The highest spending departments are the Department of Sewers and Finance, Risk Management. The Department Of Water Works, however, has been steadily climbing since 2016. From this chart, we can see that Finance & Risk Management has the most stable spending. Spending for The Southwest Ohio Regional Transit Authority (SORTA) was at a steady climb from 2016 through 2019, however in the three years following, their spending decreased drastically.
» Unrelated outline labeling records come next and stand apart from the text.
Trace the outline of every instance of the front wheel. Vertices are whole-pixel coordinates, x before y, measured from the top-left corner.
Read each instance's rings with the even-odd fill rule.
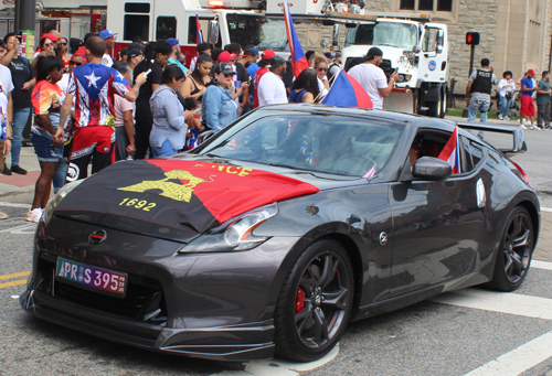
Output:
[[[529,271],[533,248],[533,222],[529,212],[518,206],[508,217],[495,261],[492,280],[487,287],[498,291],[513,291],[519,288]]]
[[[311,362],[329,353],[349,321],[353,272],[343,247],[319,240],[299,256],[276,304],[276,353]]]

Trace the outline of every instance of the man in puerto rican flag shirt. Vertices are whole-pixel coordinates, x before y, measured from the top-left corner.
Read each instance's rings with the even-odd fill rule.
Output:
[[[255,72],[255,77],[253,77],[253,108],[258,107],[258,83],[265,73],[268,72],[267,65],[270,64],[270,58],[276,56],[273,50],[265,50],[261,55],[261,61],[258,62],[259,68]]]
[[[91,158],[92,173],[115,162],[115,130],[112,128],[115,120],[114,95],[135,101],[138,89],[147,79],[145,73],[140,74],[130,88],[118,71],[102,65],[106,43],[99,36],[91,36],[85,50],[88,64],[73,68],[61,110],[60,121],[65,123],[71,115],[73,98],[76,98],[76,125],[67,181],[86,178]]]

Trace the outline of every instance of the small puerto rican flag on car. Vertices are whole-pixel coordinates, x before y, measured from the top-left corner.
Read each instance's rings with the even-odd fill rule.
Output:
[[[453,173],[459,173],[460,170],[460,151],[458,150],[458,126],[454,129],[453,136],[440,151],[439,159],[447,161],[453,168]]]

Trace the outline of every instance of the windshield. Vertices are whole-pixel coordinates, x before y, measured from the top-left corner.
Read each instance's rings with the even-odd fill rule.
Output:
[[[353,44],[388,45],[412,50],[417,44],[417,28],[397,22],[359,24],[347,31],[346,45]]]
[[[289,51],[284,21],[272,21],[259,15],[227,14],[230,41],[243,47]]]
[[[200,153],[369,178],[384,166],[402,129],[401,125],[336,115],[253,116],[226,129]]]

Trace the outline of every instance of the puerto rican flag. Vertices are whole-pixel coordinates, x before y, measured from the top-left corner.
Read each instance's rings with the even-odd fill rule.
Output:
[[[453,136],[440,151],[439,159],[447,161],[453,168],[453,173],[459,173],[460,170],[460,151],[458,150],[458,127],[454,129]]]
[[[294,20],[289,13],[287,1],[284,0],[284,21],[286,22],[287,40],[289,42],[289,51],[291,52],[291,65],[294,67],[294,76],[297,78],[299,74],[309,67],[307,57],[302,52],[301,43],[295,32]]]
[[[198,12],[195,12],[195,28],[198,29],[197,42],[198,44],[201,44],[203,43],[203,35],[201,35],[200,15]]]

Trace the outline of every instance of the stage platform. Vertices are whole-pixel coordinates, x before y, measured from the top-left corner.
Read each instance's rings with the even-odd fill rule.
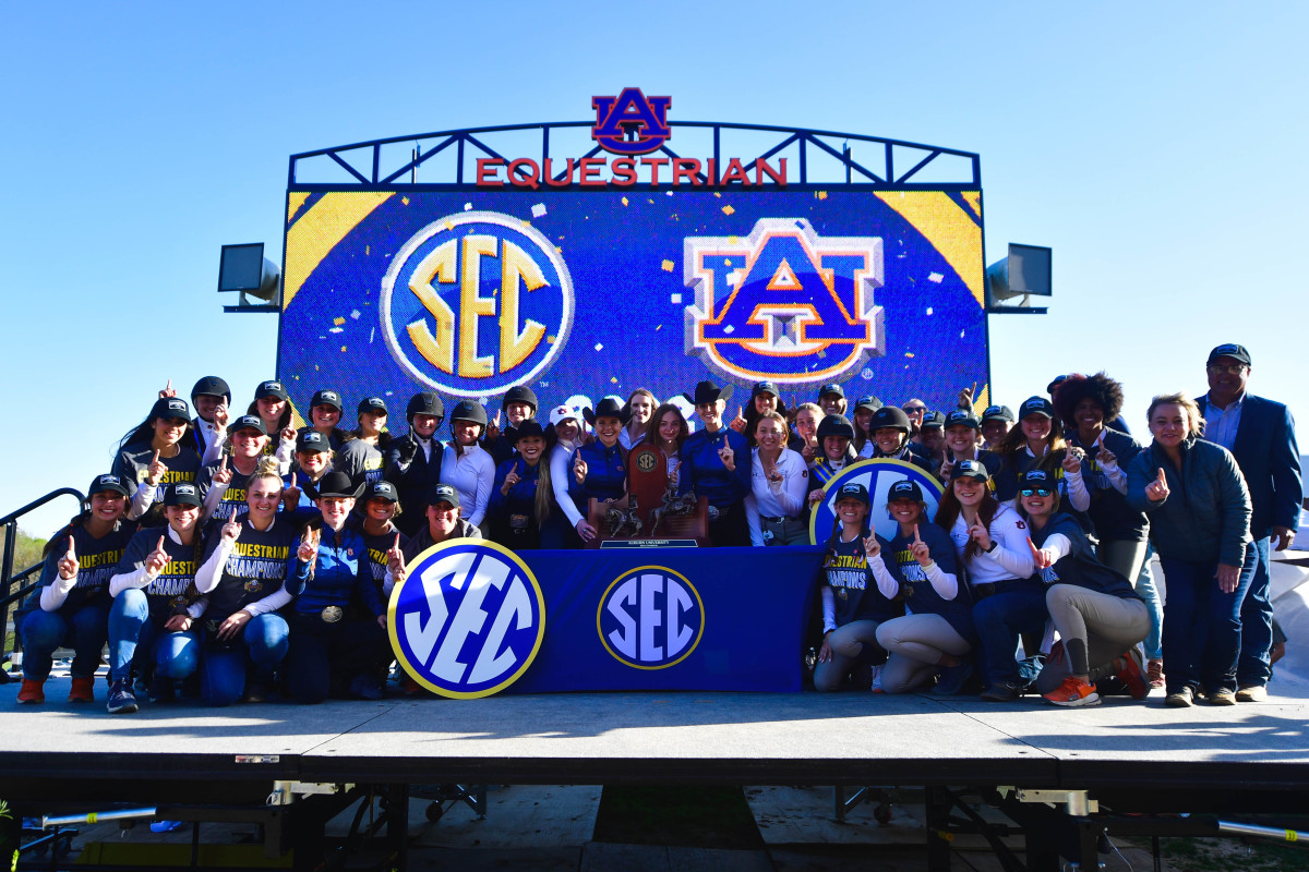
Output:
[[[18,707],[0,688],[0,796],[42,783],[1013,784],[1299,790],[1309,701],[1165,709],[1107,699],[1066,710],[1026,698],[870,693],[603,693],[109,715]],[[102,694],[103,688],[97,688]],[[16,790],[18,788],[18,790]],[[97,791],[98,792],[98,791]]]

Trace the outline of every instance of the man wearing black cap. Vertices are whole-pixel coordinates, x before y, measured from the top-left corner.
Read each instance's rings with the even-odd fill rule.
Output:
[[[445,404],[435,392],[423,391],[410,397],[404,417],[408,420],[408,433],[391,439],[386,448],[384,477],[395,485],[402,507],[418,509],[428,489],[441,480],[444,447],[436,438],[436,430],[445,420]],[[423,516],[416,511],[395,518],[395,526],[410,537],[421,524]]]
[[[495,424],[487,428],[487,435],[482,441],[482,447],[491,454],[496,467],[513,456],[513,446],[518,442],[518,428],[524,421],[537,417],[537,395],[526,384],[516,384],[504,392],[504,400],[500,401],[504,430],[499,429],[500,416],[496,416]]]
[[[195,418],[191,421],[191,435],[195,437],[192,447],[203,458],[211,444],[221,442],[223,429],[228,426],[232,388],[217,375],[206,375],[191,388],[191,405],[195,407]]]
[[[414,558],[432,545],[452,539],[482,539],[482,531],[459,516],[461,502],[459,489],[454,485],[432,485],[423,498],[421,518],[427,519],[427,523],[402,545],[406,565],[414,562]]]
[[[846,414],[846,388],[833,382],[818,388],[818,405],[823,414]]]
[[[1250,489],[1254,512],[1242,573],[1254,573],[1241,604],[1241,659],[1237,663],[1237,694],[1241,702],[1267,696],[1272,676],[1272,604],[1268,601],[1268,549],[1284,550],[1300,527],[1304,486],[1300,448],[1291,411],[1246,392],[1250,352],[1225,344],[1210,352],[1206,371],[1210,391],[1199,399],[1204,416],[1203,438],[1216,442],[1236,458]]]

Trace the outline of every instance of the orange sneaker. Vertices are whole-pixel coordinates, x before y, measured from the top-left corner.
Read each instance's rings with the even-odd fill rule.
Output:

The most likely reason for this decreased spending is budget cuts and reduced operations. In fact, this interpretation aligns with the budget cuts of Cincinnati’s transporation system during those years. In 2019, SORTA had to dip into reserves to fund their system, due to a severe budget deficit. In 2020, a new funding structure was introduced for Cincinnati’s Metro System.
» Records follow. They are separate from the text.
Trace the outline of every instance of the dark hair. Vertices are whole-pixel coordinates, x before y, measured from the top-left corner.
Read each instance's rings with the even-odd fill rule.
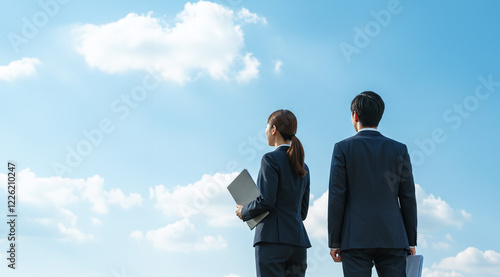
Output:
[[[384,100],[373,91],[363,91],[351,102],[351,113],[358,114],[359,122],[363,127],[377,127],[384,109]]]
[[[304,148],[295,136],[297,133],[297,118],[289,110],[277,110],[267,119],[269,125],[276,126],[278,132],[285,140],[291,140],[292,144],[286,154],[295,175],[304,177],[307,171],[304,168]]]

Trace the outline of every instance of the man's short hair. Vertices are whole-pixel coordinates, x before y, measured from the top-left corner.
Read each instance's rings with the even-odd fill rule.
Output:
[[[358,114],[359,122],[363,127],[377,127],[384,109],[382,97],[373,91],[363,91],[351,102],[351,113]]]

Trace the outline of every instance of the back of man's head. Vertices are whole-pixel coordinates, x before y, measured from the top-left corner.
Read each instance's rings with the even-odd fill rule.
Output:
[[[356,112],[363,127],[377,127],[384,109],[382,97],[373,91],[363,91],[351,102],[351,113]]]

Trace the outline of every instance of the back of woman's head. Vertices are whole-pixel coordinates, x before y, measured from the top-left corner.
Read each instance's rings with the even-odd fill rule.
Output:
[[[289,110],[277,110],[269,116],[267,123],[271,126],[275,125],[283,139],[292,141],[287,151],[288,160],[295,175],[304,177],[307,173],[304,168],[304,148],[300,140],[295,136],[295,133],[297,133],[297,118],[295,115]]]

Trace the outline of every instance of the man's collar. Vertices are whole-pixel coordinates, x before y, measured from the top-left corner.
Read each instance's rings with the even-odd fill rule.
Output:
[[[361,131],[377,131],[378,132],[378,130],[375,128],[363,128],[363,129],[359,130],[358,132],[361,132]]]

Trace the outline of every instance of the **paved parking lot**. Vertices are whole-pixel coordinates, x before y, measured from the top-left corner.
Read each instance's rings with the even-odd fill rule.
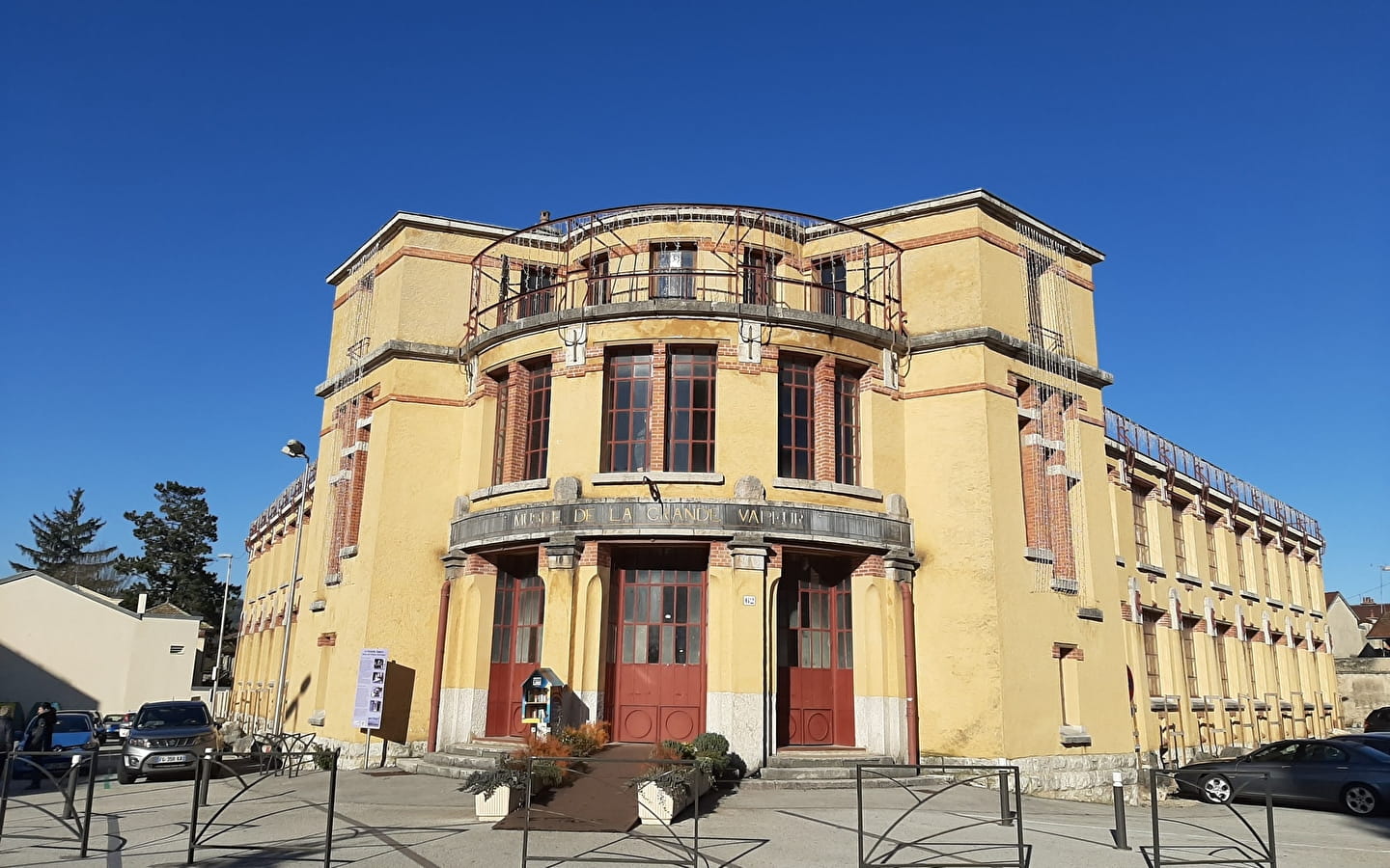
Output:
[[[85,782],[83,782],[85,783]],[[228,849],[200,849],[199,864],[279,865],[321,864],[321,850],[300,853],[322,842],[328,775],[268,778],[247,790],[210,828],[207,843]],[[22,783],[21,783],[22,786]],[[236,785],[213,783],[211,808],[225,803]],[[110,774],[95,782],[90,854],[76,858],[76,840],[57,819],[61,796],[51,787],[39,793],[14,793],[0,839],[0,865],[107,865],[165,867],[183,864],[190,821],[192,782],[142,781],[118,785]],[[894,790],[866,793],[865,817],[872,829],[887,829],[909,803]],[[1225,808],[1187,800],[1165,803],[1165,846],[1216,851],[1230,839],[1250,840],[1250,833]],[[1264,831],[1259,806],[1240,811]],[[1030,865],[1037,868],[1086,868],[1145,865],[1140,847],[1150,844],[1148,810],[1131,807],[1131,851],[1112,847],[1113,810],[1044,799],[1024,799],[1024,842]],[[974,824],[955,836],[934,839],[937,853],[954,840],[1006,846],[1011,826],[997,825],[998,794],[958,787],[909,814],[892,829],[891,840],[905,842],[959,825]],[[858,856],[853,790],[756,790],[709,799],[701,818],[702,865],[852,865]],[[678,824],[691,835],[691,821]],[[644,826],[645,829],[645,826]],[[1229,836],[1223,839],[1222,835]],[[531,839],[531,853],[589,856],[646,853],[670,858],[653,839],[612,844],[619,836],[546,833]],[[1290,868],[1384,868],[1390,865],[1390,819],[1359,819],[1330,811],[1276,808],[1279,864]],[[605,846],[607,847],[605,849]],[[271,850],[252,850],[252,846]],[[478,824],[473,797],[457,792],[457,782],[438,778],[342,772],[334,829],[334,864],[361,865],[518,865],[520,832],[499,832]],[[1229,854],[1229,851],[1227,851]],[[923,858],[924,851],[903,850],[898,860]],[[965,858],[1006,857],[1006,850],[976,849]],[[1191,856],[1191,854],[1188,854]],[[537,862],[541,864],[541,862]],[[562,862],[549,862],[562,864]],[[613,864],[613,862],[609,862]],[[638,864],[637,861],[628,864]],[[930,862],[927,862],[930,864]]]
Question 3: Top 10 Vendors & Their Missing Checks

Question: Who are Cincinnati’s top 10 vendors by total payment, and are they missing check numbers?

Code:

format_compact <- function(x) {
  ifelse(x >= 1e9, paste0(round(x / 1e9, 1), "B"),
         ifelse(x >= 1e6, paste0(round(x / 1e6, 1), "M"),
                ifelse(x >= 1e3, paste0(round(x / 1e3, 1), "K"), x)))
}

VendorPayments %>%
  group_by(VENDOR_NAME) %>%
  summarise(
    Total_Paid = sum(AMOUNT, na.rm = TRUE),
    Missing_Checks = sum(is.na(CHECK_NO)),
    .groups = "drop"
  ) %>%
  slice_max(Total_Paid, n = 10) %>%
  mutate(VENDOR_NAME = reorder(VENDOR_NAME, Total_Paid)) %>%
  ggplot(aes(x = VENDOR_NAME, y = Total_Paid)) +
  geom_segment(aes(xend = VENDOR_NAME, y = 0, yend = Total_Paid), color = "gray70") +
  geom_point(aes(size = Missing_Checks), color = "steelblue") +
  geom_text_repel(aes(label = paste0("$", format_compact(Total_Paid))),
                  size = 3.5, nudge_y = 1e6) +
  coord_flip() +
  labs(
    title = "Top 10 Vendors by Total Payment (City of Cincinnati)",
    x = "Vendor",
    y = "Total Paid",
    size = "# Missing Check Numbers"
  ) +
  scale_y_continuous(labels = format_compact) +
  theme_minimal()

Interpretation:

The top 2 paid vendors in the City of Cincinnati are “Community Insurance CO” and “SORTA”.

Top 10 (ordered)

  1. Community Insurance CO
  2. SORTA
  3. PRUS Construction
  4. BOE (Board of Ed)
  5. ADELTA, Inc.
  6. Duke Energy
  7. Misc
  8. Rick & Ballauer Excavating Co., Inc.
  9. Building Crafts, Inc.
  10. Hamilton County

The vendor with the most missing check numbers by payments is the miscellaneous vendor. These misc. vendors are those who don’t align with a specific department, business, or spending category. Because of this, it is understandable how they have the mot number of msising check numbers, as their data accuracy and accountability may be lesser than that of the other higher spending vendors.